2. Only sequences where the starting point and difference is 10ⁿ, 5 x 10ⁿ, 2 x 10ⁿ or 2.5 x 10ⁿ can be used as sources for approximate expressions. Therefore, expression pairs like 3 or 6, 40 or 80 and 600 or 1200 that would form part of sequences with differences equaling 3 x 10ⁿ, 4 x 10ⁿ or 6 x 10ⁿ are not acceptable.
3. The sequence involved can only be used up to its 20th number at most. 12 or 13 and 90 or 95 are therefore acceptable, but 32 or 33 and 150 or 155 are not. If the starting point and difference is 2 or 20 etc., or 2.5 or 25 etc. the sequence might be even shorter than 20. Meaning that large numbers with small differences are not acceptable members of an estimation pair.
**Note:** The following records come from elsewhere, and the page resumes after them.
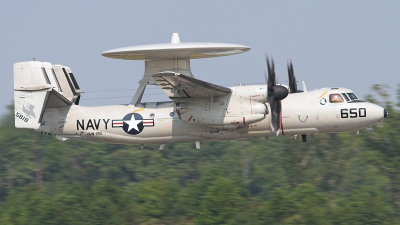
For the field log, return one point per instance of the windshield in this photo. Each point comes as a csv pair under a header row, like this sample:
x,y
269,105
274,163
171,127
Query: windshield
x,y
335,98
352,96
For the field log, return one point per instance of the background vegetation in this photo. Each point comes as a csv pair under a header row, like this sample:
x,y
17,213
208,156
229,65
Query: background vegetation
x,y
332,179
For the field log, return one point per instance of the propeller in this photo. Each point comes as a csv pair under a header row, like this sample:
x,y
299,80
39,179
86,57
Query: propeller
x,y
275,94
292,78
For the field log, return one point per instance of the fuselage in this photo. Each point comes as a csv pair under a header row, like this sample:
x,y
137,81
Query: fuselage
x,y
230,117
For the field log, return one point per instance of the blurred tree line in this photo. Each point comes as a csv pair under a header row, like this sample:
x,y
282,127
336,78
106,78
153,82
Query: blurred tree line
x,y
331,179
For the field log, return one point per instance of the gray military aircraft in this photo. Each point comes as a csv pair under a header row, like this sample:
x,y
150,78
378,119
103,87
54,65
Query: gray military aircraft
x,y
47,99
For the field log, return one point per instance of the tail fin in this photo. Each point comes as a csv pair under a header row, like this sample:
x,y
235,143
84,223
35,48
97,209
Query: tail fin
x,y
39,86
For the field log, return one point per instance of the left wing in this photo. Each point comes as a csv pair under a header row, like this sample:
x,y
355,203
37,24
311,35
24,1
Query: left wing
x,y
177,85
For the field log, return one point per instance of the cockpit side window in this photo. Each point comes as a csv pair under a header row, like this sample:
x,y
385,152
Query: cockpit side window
x,y
345,97
352,96
335,98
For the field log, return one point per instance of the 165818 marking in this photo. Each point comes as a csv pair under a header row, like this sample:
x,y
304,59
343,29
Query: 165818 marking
x,y
22,117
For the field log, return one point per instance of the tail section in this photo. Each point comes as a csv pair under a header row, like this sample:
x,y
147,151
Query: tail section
x,y
39,86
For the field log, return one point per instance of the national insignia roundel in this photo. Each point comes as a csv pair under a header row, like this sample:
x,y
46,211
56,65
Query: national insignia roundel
x,y
133,123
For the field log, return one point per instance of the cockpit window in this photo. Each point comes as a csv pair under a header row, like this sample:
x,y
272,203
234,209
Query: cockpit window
x,y
352,96
335,98
345,97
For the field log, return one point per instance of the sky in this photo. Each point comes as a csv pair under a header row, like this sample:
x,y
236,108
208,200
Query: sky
x,y
352,44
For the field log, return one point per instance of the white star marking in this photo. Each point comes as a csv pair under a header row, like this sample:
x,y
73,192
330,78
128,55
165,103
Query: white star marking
x,y
133,123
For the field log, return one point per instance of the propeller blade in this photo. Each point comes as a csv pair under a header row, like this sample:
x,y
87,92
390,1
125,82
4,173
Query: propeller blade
x,y
275,94
292,78
271,72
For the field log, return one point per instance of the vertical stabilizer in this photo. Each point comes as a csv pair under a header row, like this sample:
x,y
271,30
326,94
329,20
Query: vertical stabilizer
x,y
31,83
37,87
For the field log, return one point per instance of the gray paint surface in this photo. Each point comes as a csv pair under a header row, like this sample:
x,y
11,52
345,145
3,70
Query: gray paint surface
x,y
338,43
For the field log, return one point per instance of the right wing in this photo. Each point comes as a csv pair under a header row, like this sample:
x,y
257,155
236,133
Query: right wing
x,y
178,86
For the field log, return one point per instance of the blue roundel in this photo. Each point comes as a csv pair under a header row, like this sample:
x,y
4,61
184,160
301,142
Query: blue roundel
x,y
133,123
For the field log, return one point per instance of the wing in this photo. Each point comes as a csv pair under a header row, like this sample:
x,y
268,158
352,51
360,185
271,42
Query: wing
x,y
178,86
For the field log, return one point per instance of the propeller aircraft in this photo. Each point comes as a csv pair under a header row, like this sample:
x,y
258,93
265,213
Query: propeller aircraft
x,y
46,99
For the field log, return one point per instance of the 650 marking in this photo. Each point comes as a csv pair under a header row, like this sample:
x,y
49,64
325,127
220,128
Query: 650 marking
x,y
353,113
22,117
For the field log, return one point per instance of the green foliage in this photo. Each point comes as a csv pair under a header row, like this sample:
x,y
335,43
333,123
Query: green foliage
x,y
332,179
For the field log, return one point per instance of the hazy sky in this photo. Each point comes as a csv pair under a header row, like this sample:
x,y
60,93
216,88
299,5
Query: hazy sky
x,y
352,44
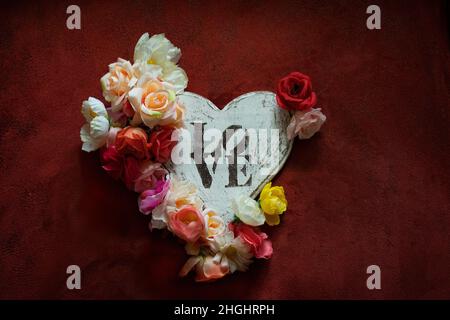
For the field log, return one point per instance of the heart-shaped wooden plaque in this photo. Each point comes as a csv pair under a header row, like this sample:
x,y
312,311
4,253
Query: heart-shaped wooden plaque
x,y
233,151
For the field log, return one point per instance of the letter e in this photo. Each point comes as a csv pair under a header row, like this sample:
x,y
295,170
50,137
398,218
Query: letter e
x,y
374,20
374,281
74,280
74,20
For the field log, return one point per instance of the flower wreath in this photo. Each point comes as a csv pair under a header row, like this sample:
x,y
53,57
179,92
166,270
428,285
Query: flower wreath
x,y
134,135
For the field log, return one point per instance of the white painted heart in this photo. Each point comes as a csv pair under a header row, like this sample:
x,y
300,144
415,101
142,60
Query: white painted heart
x,y
220,176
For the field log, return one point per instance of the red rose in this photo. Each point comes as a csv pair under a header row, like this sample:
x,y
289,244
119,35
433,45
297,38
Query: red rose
x,y
126,168
132,141
294,92
260,246
161,144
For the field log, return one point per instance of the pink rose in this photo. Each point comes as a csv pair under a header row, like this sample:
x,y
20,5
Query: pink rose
x,y
161,144
294,92
207,268
305,124
187,223
260,246
150,174
126,168
151,198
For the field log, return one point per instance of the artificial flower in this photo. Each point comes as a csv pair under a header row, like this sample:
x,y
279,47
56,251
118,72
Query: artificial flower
x,y
132,141
258,241
207,268
118,82
161,144
94,132
273,202
112,134
151,198
181,193
126,168
214,224
294,92
305,124
151,173
155,103
158,56
231,251
248,211
187,223
128,110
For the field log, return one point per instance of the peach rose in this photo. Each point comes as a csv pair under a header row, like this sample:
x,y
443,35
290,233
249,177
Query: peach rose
x,y
132,141
118,82
154,103
187,223
305,124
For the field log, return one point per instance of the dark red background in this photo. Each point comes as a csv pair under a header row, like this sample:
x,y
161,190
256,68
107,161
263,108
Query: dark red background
x,y
372,188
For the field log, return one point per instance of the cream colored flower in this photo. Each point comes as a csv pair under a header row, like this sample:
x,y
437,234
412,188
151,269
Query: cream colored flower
x,y
159,56
231,252
116,84
180,194
248,211
94,132
214,224
154,103
305,124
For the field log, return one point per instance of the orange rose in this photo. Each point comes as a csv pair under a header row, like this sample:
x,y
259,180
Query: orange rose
x,y
131,140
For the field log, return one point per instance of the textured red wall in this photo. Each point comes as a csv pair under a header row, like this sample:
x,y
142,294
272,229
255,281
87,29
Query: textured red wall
x,y
372,188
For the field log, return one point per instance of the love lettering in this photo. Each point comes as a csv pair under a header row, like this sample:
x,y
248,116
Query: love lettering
x,y
235,148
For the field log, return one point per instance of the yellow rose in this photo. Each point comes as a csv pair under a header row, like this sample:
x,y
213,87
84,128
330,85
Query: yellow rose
x,y
273,202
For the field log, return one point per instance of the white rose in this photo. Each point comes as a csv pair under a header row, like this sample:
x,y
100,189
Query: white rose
x,y
180,194
94,133
158,56
305,124
248,211
214,224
Pollmann and Jansen 1996, p.224

Favourite Numbers

With regard to round numbers, Pollmann and Jansen suggest that estimations made using the Approximate Number System can be thought of as being mapped onto a set of favourite numbers. So that with any particular base n there is a set of favourite numbers that consists of:

• any integer power of the base

• half, double, and half of half of any integer power of the base

Pollmann and Jansen 1996, p.225

Giving a set of favourite numbers for our base 10 number system of something like:

n-powers of base 10           0.01, 0.1,   1,      10,    100, 1000 etc.

doubles                                       0.2,   2,      20,    200, 2000 etc.

halves                                                 0.5,     5,      50,   500 etc.

halves of halves                                 0.25,   2.5,   25,   250 etc.

Pollmann and Jansen then wanted to see if favourite numbers like these occurred in everyday usage and examined the denominations used for different currencies. They examined the denominations used by 84 countries with a total of over 1000 separate denominations and found that they all used base 10 favourite numbers as defined above, with just 13 exceptions.

Sterling             1p, 2p, 5p, 10p, 20p, 50p, £1, £2, £5, £10, £20, £50

Euro                 1, 2, 5, 10, 20, 50 cents €1, €2, €5, €10, €20, €50, €100, €200, €500

Dollar               1, 5, 10, 25, 50 cents $1, $2, $5, $10, $50, $100

The few exceptions mainly included countries that have a 3-unit coin or banknote. Before metrication in 1971, Great Britain also had threepence (3d) and sixpence (6d) coins although these would have been members of a base 12 favourite number list, there being 12d in a shilling and 6d would half of that and 3d a half of a half of a shilling.

When thinking about satisfying a particular value, for instance when proffering money or change, a so-called ‘greedy algorithm’ is sufficient. That is first proffering the largest denomination less than the required value, then subtracting that denomination from the value to create a new value and continuing the process until the value becomes zero.

If you are asked for 75p you would, if possible, first proffer 50p leaving 75 – 50 = 25p, then proffer 20p leaving 25 – 20 = 5p and finally proffer 5p leaving 5 – 5 = 0p. Greedy algorithms like this are not necessarily globally optimal but with the currencies and denominations listed above they are. This means that these denominations are good models for sets of coordinated modular sizes.

Component Sizes

If favourite numbers are used for component sizes a greedy algorithm guarantees that any overall size can be fulfilled with the minimum number of components.

Figure 2: Favourite Numbers and Greedy Algorithm

Saliency of Favourite Numbers

Round numbers are a device that lets language express the inaccuracy and uncertainty of our perception of larger numbers as presented by the Approximate Number System. These numbers and especially their Favourite Number subset have great saliency and are the numbers that we prefer to see when measuring and prefer to use when designing.